Это было точное воспроизведение рисунка и слов, вырезанных на золотой печати. Когда печать накладывали на Ингольфа, или, правильнее говоря, на Фредерика Бьёрна, то на этот раз не ограничились тем клеймом, которое выжигалось на нем раскаленной печатью, но какой-то артист прорисовал тонкой иглой все детали изображения и натер рисунок порохом, вследствие чего и получился тот синеватый оттенок, который ярко бросался в глаза даже по прошествии стольких лет.
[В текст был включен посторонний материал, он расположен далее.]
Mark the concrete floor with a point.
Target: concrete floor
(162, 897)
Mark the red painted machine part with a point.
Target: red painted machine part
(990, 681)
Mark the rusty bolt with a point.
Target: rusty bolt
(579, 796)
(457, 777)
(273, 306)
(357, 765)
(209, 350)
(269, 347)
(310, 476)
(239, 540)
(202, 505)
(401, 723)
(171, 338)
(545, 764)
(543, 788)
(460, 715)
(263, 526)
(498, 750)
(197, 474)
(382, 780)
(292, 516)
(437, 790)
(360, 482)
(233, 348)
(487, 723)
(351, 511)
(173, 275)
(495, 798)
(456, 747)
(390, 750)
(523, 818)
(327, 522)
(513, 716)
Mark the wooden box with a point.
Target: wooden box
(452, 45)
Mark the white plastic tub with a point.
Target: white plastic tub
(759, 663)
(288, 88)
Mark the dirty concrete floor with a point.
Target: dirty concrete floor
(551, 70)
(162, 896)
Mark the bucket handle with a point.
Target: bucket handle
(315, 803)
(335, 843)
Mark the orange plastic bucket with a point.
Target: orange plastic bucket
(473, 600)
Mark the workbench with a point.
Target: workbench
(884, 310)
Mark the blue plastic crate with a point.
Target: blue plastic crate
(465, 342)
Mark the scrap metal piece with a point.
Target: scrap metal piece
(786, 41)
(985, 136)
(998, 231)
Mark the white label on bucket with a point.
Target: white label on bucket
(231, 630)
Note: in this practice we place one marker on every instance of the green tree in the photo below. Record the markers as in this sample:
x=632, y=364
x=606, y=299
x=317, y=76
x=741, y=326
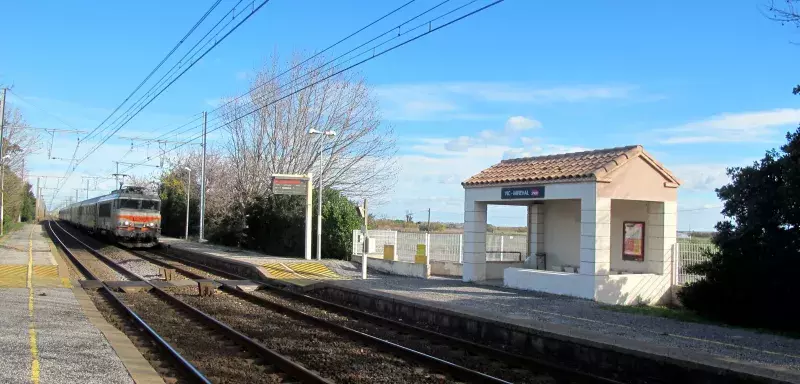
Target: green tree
x=750, y=279
x=172, y=192
x=339, y=219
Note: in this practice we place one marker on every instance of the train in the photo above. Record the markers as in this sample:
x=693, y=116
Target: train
x=128, y=216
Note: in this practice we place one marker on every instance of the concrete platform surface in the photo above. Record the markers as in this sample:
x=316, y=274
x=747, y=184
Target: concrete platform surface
x=295, y=270
x=734, y=344
x=45, y=336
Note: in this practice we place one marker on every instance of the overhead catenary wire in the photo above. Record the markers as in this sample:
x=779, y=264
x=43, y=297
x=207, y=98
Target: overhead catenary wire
x=368, y=50
x=374, y=56
x=157, y=67
x=164, y=88
x=132, y=109
x=217, y=42
x=326, y=49
x=365, y=51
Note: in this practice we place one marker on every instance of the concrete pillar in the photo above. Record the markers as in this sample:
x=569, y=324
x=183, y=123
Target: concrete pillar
x=474, y=241
x=660, y=236
x=535, y=233
x=595, y=236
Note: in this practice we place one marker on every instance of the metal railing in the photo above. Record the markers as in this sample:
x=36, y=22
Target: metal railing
x=441, y=246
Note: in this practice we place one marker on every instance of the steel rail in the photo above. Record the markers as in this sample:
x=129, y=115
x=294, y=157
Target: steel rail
x=183, y=364
x=446, y=366
x=554, y=369
x=273, y=357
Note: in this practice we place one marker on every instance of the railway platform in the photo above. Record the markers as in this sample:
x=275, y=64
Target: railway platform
x=290, y=270
x=547, y=323
x=49, y=329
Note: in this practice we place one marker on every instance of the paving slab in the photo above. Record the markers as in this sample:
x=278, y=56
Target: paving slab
x=765, y=350
x=45, y=336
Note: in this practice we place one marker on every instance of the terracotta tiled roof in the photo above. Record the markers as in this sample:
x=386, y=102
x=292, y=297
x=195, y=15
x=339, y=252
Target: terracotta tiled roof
x=577, y=166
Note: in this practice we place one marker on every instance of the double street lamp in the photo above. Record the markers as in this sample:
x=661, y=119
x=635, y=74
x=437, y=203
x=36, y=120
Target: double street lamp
x=322, y=134
x=188, y=189
x=2, y=190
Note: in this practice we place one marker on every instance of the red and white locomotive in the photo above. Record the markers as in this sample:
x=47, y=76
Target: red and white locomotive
x=128, y=216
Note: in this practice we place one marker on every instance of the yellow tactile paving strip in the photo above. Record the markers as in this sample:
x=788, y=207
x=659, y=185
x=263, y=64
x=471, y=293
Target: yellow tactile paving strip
x=43, y=276
x=303, y=270
x=313, y=271
x=279, y=271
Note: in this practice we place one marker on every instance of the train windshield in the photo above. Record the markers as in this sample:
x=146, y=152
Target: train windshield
x=139, y=204
x=129, y=203
x=151, y=204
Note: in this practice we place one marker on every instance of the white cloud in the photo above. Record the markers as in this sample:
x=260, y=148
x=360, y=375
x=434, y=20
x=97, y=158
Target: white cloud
x=513, y=127
x=459, y=100
x=732, y=127
x=701, y=177
x=521, y=123
x=459, y=144
x=431, y=176
x=214, y=103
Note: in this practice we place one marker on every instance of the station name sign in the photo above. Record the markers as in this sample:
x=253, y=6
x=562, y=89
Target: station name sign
x=287, y=185
x=522, y=192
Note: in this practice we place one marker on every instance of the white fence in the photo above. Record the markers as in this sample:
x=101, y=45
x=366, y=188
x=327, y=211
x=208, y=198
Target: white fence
x=690, y=253
x=442, y=246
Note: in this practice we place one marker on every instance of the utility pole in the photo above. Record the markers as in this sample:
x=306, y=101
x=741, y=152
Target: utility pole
x=188, y=191
x=428, y=228
x=22, y=186
x=2, y=159
x=366, y=243
x=203, y=182
x=36, y=206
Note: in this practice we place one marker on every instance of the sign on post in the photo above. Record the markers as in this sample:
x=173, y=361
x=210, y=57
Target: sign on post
x=420, y=257
x=286, y=185
x=533, y=192
x=297, y=185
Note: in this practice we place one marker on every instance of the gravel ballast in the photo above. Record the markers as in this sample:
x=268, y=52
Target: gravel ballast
x=748, y=346
x=334, y=356
x=480, y=362
x=219, y=359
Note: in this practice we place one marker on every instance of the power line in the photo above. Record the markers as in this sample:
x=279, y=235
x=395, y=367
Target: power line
x=370, y=49
x=374, y=56
x=164, y=88
x=213, y=6
x=322, y=52
x=122, y=124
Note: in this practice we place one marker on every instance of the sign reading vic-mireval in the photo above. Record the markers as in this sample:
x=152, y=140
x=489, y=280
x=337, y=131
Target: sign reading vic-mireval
x=522, y=192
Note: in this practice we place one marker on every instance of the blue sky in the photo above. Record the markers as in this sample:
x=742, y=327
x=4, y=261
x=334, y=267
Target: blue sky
x=702, y=85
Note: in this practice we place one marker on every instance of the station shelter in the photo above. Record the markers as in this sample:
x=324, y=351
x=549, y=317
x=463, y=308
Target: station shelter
x=601, y=224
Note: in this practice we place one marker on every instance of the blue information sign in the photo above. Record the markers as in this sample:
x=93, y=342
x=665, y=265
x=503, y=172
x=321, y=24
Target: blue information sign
x=522, y=193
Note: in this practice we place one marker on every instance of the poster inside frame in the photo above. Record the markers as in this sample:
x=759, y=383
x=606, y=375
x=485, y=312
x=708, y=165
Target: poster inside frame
x=633, y=240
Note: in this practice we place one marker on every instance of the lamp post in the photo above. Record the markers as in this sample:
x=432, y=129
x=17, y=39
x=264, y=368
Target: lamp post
x=2, y=191
x=322, y=134
x=188, y=189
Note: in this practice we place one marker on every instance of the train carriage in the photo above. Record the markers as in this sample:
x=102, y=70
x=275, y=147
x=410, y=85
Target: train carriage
x=128, y=216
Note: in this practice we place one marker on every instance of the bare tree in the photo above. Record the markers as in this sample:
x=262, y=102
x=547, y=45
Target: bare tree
x=219, y=178
x=274, y=138
x=785, y=12
x=19, y=141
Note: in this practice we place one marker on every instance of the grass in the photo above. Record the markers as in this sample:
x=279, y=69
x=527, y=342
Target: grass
x=12, y=227
x=682, y=314
x=668, y=312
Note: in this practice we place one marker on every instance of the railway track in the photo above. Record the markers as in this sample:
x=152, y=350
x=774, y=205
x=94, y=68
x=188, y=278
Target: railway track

Теперь уже не оставалось никакого сомнения. Ингольф был сын герцога Норландского, старший брат Олафа и Эдмунда, своих спасителей.
Старик поднял голову.
Он, казалось, помолодел лет на двадцать.
— Мы с Грундвигом никогда не отчаивались тебя отыскать, — сказал он молодому человеку. — Мы не верили басне о том, что ты будто бы утонул в фиорде, хотя эту басню изобрел приставленный к тебе сторож.
— Как? Разве тут думали…
— Да, я тебе сейчас это расскажу. Мы были оба еще молоды и полны сил. В следующую после твоей пропажи ночь мы пошли к тому месту фиорда, где ты будто бы утонул, по словам негодяя, который тебя бросил или, быть может, даже продал. Отлив еще не мог унести тогда твоего тела. Целых шесть часов искали мы по всем направлениям и ничего не нашли. Поэтому мы оставались в уверенности, что ты жив и что рано или поздно мы найдем тебя по знаку на твоей груди.
И, указывая пальцем на этот знак, старик прибавил:
— Знаешь ли ты, Фредерик, кто наложил на тебя этот знак?.. Его наложил старый Розевель, то есть я.